Van zijn moeder wordt gezegd dat zij een gelovige christin van Joodse afkomst was. Haar geloof, samen met dat van zijn oma, stelt Paulus later in zijn tweede brief aan Timotheüs ten voorbeeld (2 Timotheüs 1:5). Jong en oud was in dit gezin door het evangelie tot bekering gekomen. Timotheüs vader echter niet. Hij was een Griek en heeft kennelijk wel van zijn vrouw gehouden, maar niet van haar godsdienst. Eerst niet van haar Joodse geloof en later ook niet van haar christelijke geloof. Zijn afzijdigheid in het geloof had als gevolg dat Timotheüs acht dagen na zijn geboorte niet besneden werd, hoewel Timotheüs wel een Joodse opvoeding kreeg. Voor de Joden kon Timotheüs echter niet als echte Jood doorgaan, omdat hij niet besneden was. Nu Timotheüs met Paulus mee gaat op zendingsreis acht Paulus het wel van belang dat hij door de Joodse gemeenschap, waar dan ook, voor echt Joods moet kunnen worden gehouden. Omwille van dit strategische belang besnijdt hij hem daarom. Dit is niet in tegenspraak met de uitspraken van de vergadering in Jeruzalem, waar juist gesteld was dat heidenen niet besneden hoefden te worden.
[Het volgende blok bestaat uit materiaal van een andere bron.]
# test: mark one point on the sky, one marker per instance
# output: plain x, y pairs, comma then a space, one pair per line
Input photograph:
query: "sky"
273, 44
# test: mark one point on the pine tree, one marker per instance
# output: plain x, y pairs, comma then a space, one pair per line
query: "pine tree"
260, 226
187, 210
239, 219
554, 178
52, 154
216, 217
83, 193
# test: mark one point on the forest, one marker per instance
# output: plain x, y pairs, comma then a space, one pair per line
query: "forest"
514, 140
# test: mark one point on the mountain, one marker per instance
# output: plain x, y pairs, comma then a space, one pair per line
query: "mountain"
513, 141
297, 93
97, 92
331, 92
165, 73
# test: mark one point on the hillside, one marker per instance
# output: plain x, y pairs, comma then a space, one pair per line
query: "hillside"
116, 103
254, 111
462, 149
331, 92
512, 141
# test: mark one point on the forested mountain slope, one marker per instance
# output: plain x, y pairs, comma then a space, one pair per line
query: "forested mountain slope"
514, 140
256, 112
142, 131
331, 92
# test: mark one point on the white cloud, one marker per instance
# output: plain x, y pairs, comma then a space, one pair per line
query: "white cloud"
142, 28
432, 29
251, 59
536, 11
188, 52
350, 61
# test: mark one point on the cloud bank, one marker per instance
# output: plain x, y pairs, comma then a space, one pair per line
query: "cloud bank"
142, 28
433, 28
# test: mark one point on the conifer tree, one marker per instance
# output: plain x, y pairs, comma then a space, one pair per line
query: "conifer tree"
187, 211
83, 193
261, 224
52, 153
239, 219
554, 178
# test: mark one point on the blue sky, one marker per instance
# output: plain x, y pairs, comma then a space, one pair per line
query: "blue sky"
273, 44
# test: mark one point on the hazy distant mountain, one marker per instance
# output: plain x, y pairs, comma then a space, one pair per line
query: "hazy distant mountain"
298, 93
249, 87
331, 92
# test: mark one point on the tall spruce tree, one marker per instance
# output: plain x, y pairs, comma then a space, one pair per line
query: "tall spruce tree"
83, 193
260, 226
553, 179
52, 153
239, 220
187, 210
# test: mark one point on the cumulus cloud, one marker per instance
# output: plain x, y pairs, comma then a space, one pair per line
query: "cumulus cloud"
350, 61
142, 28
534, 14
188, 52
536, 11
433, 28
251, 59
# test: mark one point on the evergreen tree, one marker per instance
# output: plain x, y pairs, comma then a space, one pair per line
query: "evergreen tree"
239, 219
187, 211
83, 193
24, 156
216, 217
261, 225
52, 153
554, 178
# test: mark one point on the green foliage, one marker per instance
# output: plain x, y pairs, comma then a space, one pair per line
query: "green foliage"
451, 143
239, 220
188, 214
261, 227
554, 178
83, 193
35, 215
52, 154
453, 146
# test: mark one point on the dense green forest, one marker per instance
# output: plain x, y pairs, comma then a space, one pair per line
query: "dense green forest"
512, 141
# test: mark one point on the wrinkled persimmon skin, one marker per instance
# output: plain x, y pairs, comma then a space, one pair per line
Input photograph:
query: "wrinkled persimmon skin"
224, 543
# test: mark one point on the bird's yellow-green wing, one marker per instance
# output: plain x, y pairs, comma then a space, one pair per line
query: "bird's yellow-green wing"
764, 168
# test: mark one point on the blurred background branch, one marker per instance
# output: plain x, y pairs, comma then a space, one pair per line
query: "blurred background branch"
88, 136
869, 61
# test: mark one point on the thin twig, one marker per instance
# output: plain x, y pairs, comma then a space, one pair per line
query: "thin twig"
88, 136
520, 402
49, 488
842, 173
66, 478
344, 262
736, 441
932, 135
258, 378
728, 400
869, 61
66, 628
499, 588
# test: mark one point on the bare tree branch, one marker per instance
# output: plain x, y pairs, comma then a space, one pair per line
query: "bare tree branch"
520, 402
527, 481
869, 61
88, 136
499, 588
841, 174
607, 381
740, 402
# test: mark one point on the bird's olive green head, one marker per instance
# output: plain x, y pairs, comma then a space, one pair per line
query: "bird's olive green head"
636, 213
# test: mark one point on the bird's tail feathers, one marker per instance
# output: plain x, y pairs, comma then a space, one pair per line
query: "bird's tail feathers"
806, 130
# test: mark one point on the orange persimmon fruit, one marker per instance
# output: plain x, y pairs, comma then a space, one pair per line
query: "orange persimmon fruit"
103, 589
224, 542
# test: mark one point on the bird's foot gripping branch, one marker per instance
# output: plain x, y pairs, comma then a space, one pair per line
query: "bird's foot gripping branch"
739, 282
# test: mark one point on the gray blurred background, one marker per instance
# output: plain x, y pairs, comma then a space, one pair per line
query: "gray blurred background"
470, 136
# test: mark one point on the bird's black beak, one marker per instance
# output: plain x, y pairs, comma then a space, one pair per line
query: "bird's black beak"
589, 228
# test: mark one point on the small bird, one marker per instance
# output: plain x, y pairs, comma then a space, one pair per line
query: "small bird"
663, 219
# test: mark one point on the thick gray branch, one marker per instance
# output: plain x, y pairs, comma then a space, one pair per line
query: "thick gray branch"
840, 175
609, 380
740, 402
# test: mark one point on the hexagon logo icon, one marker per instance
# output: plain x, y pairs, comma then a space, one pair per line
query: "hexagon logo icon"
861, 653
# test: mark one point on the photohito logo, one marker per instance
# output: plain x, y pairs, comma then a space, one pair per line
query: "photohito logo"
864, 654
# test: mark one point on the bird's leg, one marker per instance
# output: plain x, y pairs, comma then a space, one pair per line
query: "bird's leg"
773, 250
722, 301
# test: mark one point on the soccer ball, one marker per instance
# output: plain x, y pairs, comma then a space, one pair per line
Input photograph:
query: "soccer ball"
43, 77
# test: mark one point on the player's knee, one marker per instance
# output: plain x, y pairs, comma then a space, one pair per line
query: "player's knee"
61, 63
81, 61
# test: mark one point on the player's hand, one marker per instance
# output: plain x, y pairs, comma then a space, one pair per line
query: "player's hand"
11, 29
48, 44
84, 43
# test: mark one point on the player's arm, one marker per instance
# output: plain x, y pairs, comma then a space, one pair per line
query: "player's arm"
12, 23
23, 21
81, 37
Timotheüs is immers een Jood, en als Jood had hij besneden horen te zijn. Voor zijn eigen zaligheid was de besnijdenis uiteraard niet nodig, net zo min als dat voor de heidenen nodig is. Maar gezien de belangrijke taak die Timotheüs krijgt in het volgen van Paulus en Silas was het toch nodig.
Vers 5-8
De perikoop eindigt opnieuw (zie 15:41) met de opmerking dat de gemeenten versterkt werden. Het gaat niet alleen om de innerlijke versterking. De inhoud van het geloof komt namelijk ook weer vast te staan. Die inhoud was aan het wankelen gebracht door mensen die zeiden dat de Joodse gebruiken moesten worden overgenomen. Maar dat raakte de kern niet. Het geloof geeft een rechtstreekse band met de enige God. Het geloof is het enige middel tot de zaligheid.
Waar het geloof weer gezond is gemaakt, kan de gemeente weer groeien. Elke dag komen er nieuwe bekeerlingen bij. Een herhaling en bevestiging van wat sinds de Pinksterdag in gang is gezet en tot aan Christus’ wederkomst zal voortduren (Handelingen 2:47).